(Editor’s note: This is the first appearance of “Risks & Benefits,” a weekly column covering risk management, employee benefits, compensation, and other workplace issues of interest to senior financial executives. Comments are welcomed. E-Mail to: [email protected].)
On the surface, it sounds like a great idea, a perfect incentive to cut down absenteeism during the height of the cold-and-flu season.
Employers are increasingly looking at ways to reward employees for not using sick days when they merely have the sniffles.
At a General Dynamics Electric Boat division shipyard in Groton, Conn., for example, salaried workers get to take part in a lottery if they don’t use sick days. The lures are cash prizes of up to $2,500, gift certificates, or free parking spaces, according to a Dec. 21 Associated Press story.
The AP story also cites the use of “paid time off” (PTO) days as proof that employers are looking to get workers to use less sick time as a way to cut costs. In PTO programs, whether a worker takes time off to care for an injured child or parent, nurse a cold, or hang out at the local pool hall is immaterial.
Employees simply get a set amount of days, which the employer can vary in tune with the employee’s length of service or position. Days can be carried over from year to year in such a program.
The reasoning behind PTO programs, as it is behind the shipyard’s lottery, is to encourage an employee to take as few sick days as possible. Offer them a reward, and they will come to work.
The reasoning, however, stinks.
This is because employers who push employees to walk wounded into the workplace are asking for trouble on at least three fronts: Increased legal liabilities, workplace health woes, and labor-retention problems.
Take the case of Jim Henson, creator of the Muppets. Back in 1990 he tragically died from an aggressive strep infection that reportedly started off with the symptoms of a cold. He was said to have ignored the symptoms, pressed on with his hectic schedule, and then wound up in the hospital—too late.
Now, Henson was the head of his own company, not just a mere employee, and his illness occurred before the days of PTOs and lotteries. Thus, his family had no one to blame but Henson himself.
However, say a worker has what seems to be a bad, lingering cold, and limps into work in search of winning a coveted parking space in a lottery or to hold on to her PTO days for summer vacation.
If she had an ailment similar to Henson’s, was persuaded by her employer’s sick-leave policy to come into work, and ended up dying, could a lawsuit by her surviving family be far behind?
This isn’t as far-fetched as it sounds. The increasing involvement of employers in directing employee health care, especially through the use of managed-care plans, already represents a source of fiduciary liability. Employers, for instance, can already be pulled into a “death-by-utilization-review” suit for picking a managed-care provider that tells a worker to hold off seeking life-saving medical care.
Extending this concept just a bit further, it may not be long before an employer is hit with litigation, arguing that it encouraged a worker to neglect a deadly ailment by means of an erring sick-day policy: a “death-by-PTO” suit.
By that reasoning, risk managers working for companies with such policies had better check their companies’ liability policies to see if they have adequate coverage.
More obviously, programs encouraging workers to cut down on sick-day use can spur the spread of contagious ailments to other employees.
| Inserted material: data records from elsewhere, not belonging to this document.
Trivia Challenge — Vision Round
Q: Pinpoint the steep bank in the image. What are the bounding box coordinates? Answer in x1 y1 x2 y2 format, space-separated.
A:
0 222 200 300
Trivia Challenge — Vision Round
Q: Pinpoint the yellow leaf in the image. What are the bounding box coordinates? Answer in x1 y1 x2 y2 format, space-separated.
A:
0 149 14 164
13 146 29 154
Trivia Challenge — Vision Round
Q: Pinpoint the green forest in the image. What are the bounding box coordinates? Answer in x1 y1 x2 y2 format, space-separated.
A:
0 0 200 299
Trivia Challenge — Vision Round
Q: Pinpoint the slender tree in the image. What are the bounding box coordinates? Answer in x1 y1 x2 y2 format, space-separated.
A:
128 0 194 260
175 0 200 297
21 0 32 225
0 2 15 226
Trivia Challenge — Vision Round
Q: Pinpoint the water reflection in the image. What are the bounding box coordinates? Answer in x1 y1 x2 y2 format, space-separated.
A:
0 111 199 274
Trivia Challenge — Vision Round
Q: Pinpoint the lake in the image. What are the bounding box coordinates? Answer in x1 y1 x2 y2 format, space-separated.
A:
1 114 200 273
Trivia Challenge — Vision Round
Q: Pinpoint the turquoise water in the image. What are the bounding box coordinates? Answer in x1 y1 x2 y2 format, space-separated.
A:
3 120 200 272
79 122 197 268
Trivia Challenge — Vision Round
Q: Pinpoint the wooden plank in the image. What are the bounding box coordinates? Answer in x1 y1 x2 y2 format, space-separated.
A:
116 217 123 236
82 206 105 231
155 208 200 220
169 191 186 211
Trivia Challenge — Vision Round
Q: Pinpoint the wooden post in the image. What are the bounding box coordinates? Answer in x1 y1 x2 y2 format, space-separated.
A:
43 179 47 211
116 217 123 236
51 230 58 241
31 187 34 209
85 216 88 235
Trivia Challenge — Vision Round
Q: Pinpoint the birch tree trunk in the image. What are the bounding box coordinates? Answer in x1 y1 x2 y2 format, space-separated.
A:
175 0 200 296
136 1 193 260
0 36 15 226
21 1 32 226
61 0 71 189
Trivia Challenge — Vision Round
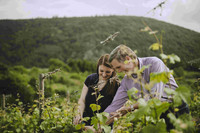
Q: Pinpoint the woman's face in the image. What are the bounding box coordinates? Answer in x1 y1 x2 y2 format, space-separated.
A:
99 65 114 80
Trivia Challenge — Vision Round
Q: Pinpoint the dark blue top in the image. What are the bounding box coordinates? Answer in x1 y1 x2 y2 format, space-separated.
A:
83 73 119 125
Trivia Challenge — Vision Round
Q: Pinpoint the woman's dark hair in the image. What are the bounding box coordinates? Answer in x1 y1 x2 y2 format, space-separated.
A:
97 54 119 95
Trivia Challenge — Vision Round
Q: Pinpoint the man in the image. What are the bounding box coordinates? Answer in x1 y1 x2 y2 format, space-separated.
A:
105 45 188 130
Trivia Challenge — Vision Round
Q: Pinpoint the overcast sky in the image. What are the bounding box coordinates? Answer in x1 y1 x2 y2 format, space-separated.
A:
0 0 200 32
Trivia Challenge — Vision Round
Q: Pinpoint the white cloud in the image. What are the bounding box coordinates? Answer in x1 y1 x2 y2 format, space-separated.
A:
0 0 200 32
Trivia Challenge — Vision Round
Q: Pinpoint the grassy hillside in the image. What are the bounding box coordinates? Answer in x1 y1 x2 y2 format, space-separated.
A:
0 16 200 67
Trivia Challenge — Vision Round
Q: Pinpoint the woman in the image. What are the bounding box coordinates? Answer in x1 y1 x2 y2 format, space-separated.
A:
74 54 119 125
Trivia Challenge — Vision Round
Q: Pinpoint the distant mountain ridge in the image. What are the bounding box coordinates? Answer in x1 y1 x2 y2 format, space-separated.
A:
0 16 200 67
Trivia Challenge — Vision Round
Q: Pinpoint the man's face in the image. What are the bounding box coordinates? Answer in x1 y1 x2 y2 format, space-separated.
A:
111 59 133 73
99 65 114 80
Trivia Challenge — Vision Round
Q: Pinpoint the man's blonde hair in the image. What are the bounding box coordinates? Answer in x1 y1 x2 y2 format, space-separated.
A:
109 44 137 62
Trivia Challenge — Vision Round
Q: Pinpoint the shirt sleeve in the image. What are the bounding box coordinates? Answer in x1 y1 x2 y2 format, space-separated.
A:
104 79 128 113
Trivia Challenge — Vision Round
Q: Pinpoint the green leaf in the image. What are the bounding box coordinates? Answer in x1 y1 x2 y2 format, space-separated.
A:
174 86 191 103
149 43 160 50
164 88 176 95
142 122 167 133
138 98 147 108
149 99 170 120
90 104 101 112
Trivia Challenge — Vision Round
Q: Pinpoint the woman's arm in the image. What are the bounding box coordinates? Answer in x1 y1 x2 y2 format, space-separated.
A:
74 84 88 125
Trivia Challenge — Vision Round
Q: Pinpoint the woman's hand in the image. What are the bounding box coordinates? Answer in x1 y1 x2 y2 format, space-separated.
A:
73 115 81 125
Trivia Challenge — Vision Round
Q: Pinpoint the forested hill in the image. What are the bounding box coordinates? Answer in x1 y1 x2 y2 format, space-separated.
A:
0 16 200 67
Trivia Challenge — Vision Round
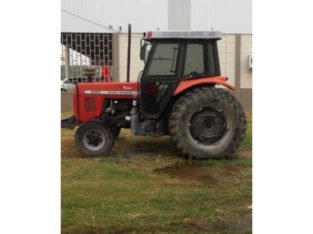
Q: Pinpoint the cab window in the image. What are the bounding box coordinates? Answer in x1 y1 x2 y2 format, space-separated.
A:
147 43 179 76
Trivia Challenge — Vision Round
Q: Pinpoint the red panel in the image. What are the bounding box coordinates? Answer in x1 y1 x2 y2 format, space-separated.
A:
173 76 235 96
74 82 138 122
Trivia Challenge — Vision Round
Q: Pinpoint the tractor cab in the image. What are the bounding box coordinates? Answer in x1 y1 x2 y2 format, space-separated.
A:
140 31 222 119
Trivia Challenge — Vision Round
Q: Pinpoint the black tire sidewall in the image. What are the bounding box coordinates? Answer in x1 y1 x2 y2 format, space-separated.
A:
170 88 242 159
75 121 114 157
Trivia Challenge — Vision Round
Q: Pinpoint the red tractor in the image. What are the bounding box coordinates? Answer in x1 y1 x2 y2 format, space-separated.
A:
61 27 247 159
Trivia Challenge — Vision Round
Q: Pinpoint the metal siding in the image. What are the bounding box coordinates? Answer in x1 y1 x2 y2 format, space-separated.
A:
61 0 252 34
191 0 252 34
168 0 191 30
61 0 168 32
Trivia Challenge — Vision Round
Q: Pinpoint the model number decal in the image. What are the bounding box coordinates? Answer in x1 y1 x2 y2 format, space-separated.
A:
84 90 138 95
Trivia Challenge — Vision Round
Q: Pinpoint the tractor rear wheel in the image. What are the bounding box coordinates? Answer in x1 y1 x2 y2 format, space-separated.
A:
75 121 114 157
169 87 247 159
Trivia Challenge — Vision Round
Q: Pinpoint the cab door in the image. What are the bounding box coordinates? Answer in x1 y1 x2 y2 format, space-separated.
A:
140 41 183 119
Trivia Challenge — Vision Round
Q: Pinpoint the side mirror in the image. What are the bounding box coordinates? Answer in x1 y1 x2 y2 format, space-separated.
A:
140 39 147 61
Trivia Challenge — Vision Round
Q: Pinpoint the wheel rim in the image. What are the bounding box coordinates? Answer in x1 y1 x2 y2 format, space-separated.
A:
187 106 232 149
83 129 105 151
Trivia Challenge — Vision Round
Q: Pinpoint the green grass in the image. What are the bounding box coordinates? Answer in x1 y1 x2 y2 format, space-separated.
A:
61 112 252 234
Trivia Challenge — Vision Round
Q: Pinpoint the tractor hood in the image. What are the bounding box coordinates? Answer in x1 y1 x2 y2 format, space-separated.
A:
73 82 138 122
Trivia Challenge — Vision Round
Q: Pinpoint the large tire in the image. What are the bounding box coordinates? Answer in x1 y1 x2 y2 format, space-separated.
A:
169 87 247 159
75 121 114 157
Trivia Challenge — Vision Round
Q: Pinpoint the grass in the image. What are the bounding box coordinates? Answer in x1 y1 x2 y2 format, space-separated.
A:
61 114 252 234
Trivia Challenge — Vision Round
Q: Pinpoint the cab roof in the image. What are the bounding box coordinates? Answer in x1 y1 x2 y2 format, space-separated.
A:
144 31 222 40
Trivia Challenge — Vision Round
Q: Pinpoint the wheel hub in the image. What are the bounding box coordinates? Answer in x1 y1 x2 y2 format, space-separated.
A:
189 108 227 145
83 129 105 151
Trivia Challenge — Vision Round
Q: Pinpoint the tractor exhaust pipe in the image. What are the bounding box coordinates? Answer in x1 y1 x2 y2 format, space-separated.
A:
127 24 132 82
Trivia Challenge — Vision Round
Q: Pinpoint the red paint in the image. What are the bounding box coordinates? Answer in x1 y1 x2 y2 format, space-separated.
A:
73 82 138 122
147 31 152 38
173 76 235 96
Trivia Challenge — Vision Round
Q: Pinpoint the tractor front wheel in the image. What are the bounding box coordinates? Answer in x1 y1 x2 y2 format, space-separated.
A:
169 87 247 159
75 121 114 157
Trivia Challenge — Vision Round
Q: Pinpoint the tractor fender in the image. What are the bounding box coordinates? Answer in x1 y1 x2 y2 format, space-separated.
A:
173 76 235 96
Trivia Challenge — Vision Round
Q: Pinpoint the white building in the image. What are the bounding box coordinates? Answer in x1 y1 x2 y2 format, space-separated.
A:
61 0 252 108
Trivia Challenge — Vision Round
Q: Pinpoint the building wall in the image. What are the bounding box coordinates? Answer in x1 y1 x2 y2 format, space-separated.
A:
113 33 144 81
61 0 252 34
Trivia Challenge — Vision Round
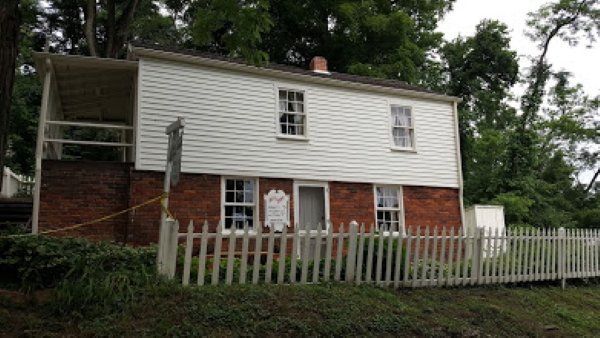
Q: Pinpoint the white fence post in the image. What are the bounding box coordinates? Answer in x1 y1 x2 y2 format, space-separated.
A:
558 228 567 289
346 221 358 282
183 221 194 285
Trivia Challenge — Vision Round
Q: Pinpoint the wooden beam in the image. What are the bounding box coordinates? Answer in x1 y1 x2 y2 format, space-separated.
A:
46 121 133 130
44 138 133 147
31 58 52 234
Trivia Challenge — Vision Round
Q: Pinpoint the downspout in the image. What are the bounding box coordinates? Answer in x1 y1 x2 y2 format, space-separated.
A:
31 58 52 234
452 101 465 229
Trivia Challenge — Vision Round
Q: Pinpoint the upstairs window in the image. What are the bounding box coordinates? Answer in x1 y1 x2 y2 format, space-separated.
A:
391 105 415 149
279 89 306 138
223 178 258 230
375 186 404 232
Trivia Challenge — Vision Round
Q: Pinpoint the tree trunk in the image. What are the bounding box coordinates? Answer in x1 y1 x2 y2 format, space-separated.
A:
84 0 98 56
105 0 116 57
106 0 140 58
0 0 21 186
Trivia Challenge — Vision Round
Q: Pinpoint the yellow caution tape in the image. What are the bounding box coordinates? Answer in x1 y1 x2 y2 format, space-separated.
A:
0 192 175 239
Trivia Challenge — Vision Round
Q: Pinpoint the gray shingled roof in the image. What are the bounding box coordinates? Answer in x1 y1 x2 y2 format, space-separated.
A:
132 42 445 95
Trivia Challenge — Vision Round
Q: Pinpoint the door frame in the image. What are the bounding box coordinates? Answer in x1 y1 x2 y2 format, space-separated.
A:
294 180 331 234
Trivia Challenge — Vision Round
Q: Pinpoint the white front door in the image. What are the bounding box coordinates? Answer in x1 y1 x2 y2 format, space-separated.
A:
294 182 329 260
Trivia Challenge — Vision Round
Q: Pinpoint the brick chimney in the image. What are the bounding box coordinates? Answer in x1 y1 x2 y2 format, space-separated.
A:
309 56 330 74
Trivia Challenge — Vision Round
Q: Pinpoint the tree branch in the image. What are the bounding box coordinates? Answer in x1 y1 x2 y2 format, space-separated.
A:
84 0 98 56
585 168 600 194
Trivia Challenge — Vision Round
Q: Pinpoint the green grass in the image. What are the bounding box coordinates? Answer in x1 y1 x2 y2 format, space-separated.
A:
0 283 600 336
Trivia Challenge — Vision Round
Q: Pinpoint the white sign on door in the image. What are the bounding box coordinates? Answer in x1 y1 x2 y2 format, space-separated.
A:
265 190 290 231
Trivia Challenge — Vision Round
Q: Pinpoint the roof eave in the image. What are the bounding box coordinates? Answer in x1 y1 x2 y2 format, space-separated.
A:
129 45 461 102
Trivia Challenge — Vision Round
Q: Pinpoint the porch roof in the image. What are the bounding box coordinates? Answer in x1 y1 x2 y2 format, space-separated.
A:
34 53 138 122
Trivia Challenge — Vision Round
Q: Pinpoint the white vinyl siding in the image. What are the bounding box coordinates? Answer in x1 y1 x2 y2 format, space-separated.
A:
136 58 459 188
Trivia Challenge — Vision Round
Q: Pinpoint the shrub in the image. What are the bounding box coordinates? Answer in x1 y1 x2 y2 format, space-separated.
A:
0 236 156 291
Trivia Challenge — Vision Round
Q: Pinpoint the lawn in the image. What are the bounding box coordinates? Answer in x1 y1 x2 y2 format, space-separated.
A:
0 283 600 336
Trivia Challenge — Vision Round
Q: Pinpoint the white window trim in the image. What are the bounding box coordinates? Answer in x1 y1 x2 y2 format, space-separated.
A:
387 101 417 153
294 180 331 234
273 83 309 141
221 176 261 235
373 184 406 236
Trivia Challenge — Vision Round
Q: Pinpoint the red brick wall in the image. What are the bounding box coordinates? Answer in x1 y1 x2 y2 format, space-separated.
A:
40 160 461 245
127 171 221 244
39 160 132 241
402 186 461 229
329 182 375 231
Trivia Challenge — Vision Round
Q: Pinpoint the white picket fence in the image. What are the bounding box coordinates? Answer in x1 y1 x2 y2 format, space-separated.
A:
158 221 600 288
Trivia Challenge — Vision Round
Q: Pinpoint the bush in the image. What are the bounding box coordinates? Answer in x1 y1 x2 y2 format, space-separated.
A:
0 236 156 291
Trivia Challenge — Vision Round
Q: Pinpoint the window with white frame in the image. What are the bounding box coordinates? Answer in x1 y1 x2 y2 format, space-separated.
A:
391 105 415 148
375 186 404 232
223 178 258 230
279 88 306 137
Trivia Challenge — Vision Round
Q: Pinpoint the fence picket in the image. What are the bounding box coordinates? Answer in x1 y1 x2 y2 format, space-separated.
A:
365 224 375 283
420 225 430 286
437 226 448 286
461 229 472 285
277 226 288 284
356 223 365 285
412 226 421 288
375 226 383 285
334 223 344 282
252 222 262 284
300 225 310 284
239 223 249 284
427 226 442 285
173 221 600 288
384 225 395 285
197 221 208 285
182 221 194 285
346 221 358 282
312 224 323 283
323 223 336 282
290 224 300 284
211 224 223 285
404 228 412 286
446 228 458 285
225 229 236 285
265 226 275 284
453 228 467 285
394 227 404 289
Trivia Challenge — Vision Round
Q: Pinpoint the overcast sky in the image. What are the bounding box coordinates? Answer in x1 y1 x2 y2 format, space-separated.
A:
439 0 600 96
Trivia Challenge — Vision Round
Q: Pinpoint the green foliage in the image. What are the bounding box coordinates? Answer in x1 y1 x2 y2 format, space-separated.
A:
0 236 156 290
190 0 273 65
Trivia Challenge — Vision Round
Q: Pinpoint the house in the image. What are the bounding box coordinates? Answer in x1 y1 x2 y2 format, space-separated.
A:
33 45 463 244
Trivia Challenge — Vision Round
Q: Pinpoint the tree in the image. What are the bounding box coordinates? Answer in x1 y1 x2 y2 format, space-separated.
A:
0 0 21 185
440 20 519 202
42 0 181 58
507 0 600 182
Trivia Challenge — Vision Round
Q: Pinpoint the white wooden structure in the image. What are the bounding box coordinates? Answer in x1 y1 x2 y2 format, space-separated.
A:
465 204 506 257
32 53 137 233
32 46 462 238
162 221 600 288
0 167 34 198
133 48 461 188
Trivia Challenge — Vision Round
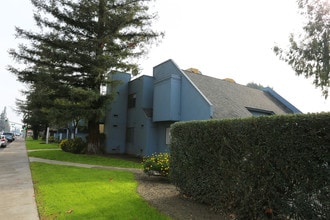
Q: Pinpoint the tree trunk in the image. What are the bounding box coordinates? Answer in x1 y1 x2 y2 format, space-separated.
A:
86 120 102 154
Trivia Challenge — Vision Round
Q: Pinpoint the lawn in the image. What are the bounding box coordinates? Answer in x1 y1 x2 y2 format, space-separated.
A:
25 139 142 169
26 139 170 220
31 162 170 219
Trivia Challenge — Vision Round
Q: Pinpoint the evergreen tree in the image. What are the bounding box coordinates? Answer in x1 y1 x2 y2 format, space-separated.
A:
274 0 330 98
9 0 162 153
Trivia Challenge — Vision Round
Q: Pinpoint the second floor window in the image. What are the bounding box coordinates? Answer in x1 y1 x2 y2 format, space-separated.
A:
127 93 136 108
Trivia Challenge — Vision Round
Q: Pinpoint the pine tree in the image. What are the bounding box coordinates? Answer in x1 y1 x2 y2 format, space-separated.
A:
9 0 162 153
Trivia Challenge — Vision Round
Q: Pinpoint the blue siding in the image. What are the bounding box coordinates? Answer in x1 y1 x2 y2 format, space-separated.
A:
153 60 182 122
104 73 131 154
181 72 213 121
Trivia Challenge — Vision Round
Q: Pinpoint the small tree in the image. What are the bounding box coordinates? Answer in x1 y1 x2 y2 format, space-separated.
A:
274 0 330 98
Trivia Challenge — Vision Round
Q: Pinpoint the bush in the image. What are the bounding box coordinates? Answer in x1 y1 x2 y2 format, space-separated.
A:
60 137 86 154
169 113 330 219
142 153 170 177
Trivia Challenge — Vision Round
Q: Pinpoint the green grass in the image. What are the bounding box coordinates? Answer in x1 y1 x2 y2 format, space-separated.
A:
31 162 170 220
25 138 142 169
28 150 142 169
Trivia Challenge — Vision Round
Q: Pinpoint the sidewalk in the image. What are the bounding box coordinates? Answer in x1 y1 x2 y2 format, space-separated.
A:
0 139 39 220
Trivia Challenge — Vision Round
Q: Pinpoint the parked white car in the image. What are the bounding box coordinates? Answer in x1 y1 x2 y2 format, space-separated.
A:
0 135 8 147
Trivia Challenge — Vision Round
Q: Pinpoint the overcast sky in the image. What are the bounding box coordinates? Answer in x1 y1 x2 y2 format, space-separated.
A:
0 0 330 122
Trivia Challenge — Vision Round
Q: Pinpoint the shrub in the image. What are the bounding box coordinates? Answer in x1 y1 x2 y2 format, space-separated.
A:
48 136 56 143
142 153 170 177
60 137 86 154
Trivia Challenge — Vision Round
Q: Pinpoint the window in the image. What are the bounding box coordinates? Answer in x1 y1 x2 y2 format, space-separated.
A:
165 128 171 145
126 128 134 144
99 124 104 134
127 93 136 108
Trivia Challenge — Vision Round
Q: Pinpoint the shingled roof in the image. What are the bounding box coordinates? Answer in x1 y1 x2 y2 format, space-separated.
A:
183 71 293 118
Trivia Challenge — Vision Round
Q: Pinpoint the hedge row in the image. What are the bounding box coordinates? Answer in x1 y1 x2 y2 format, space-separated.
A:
170 113 330 219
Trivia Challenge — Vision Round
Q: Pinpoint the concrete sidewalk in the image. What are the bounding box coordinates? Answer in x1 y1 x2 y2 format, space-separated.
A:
0 138 39 220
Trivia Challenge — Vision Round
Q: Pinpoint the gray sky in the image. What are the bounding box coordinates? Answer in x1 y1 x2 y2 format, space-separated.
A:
0 0 330 122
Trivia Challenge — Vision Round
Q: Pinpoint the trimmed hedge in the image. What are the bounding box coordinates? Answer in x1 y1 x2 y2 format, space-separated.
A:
59 137 87 154
170 113 330 219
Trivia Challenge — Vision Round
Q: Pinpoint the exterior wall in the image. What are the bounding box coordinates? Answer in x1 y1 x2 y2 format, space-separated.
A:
104 73 131 154
153 60 181 122
181 72 213 121
105 60 299 156
126 76 153 156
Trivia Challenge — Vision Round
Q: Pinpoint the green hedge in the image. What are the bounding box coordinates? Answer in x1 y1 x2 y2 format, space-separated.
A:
170 113 330 219
59 137 87 154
In the cold season, as every supervisor knows, absences can mount as a result of an uncovered cough or an ill-placed, used tissue.
Hearing a persistent hacking cough, many bosses frequently send the worker home. But if there’s enough motivation to avoid using a sick day, the worker could resist.
Further, widespread underuse of sick days could cost an employer money by contributing to an increase in health-insurance claims. And if a worker’s ailment impairs his judgement or alertness in the workplace, it can lead to workers’ compensation claims. Think about the drug warning labels on certain medications that advise the user not to drive or operate heavy machinery.
The third reason employers shouldn’t set up programs discouraging sick-day use is the demeaning message they send to employees. According to the AP article, a software engineer-manager at the shipyard who won $1,000 in connection with his not taking a sick day in five years, praised the lottery as “a big incentive for people to be in work.”
In this day of tight labor markets and tough times in retaining talented workers, an employer should be providing better incentives than persuading employees to roll out of bed in the morning.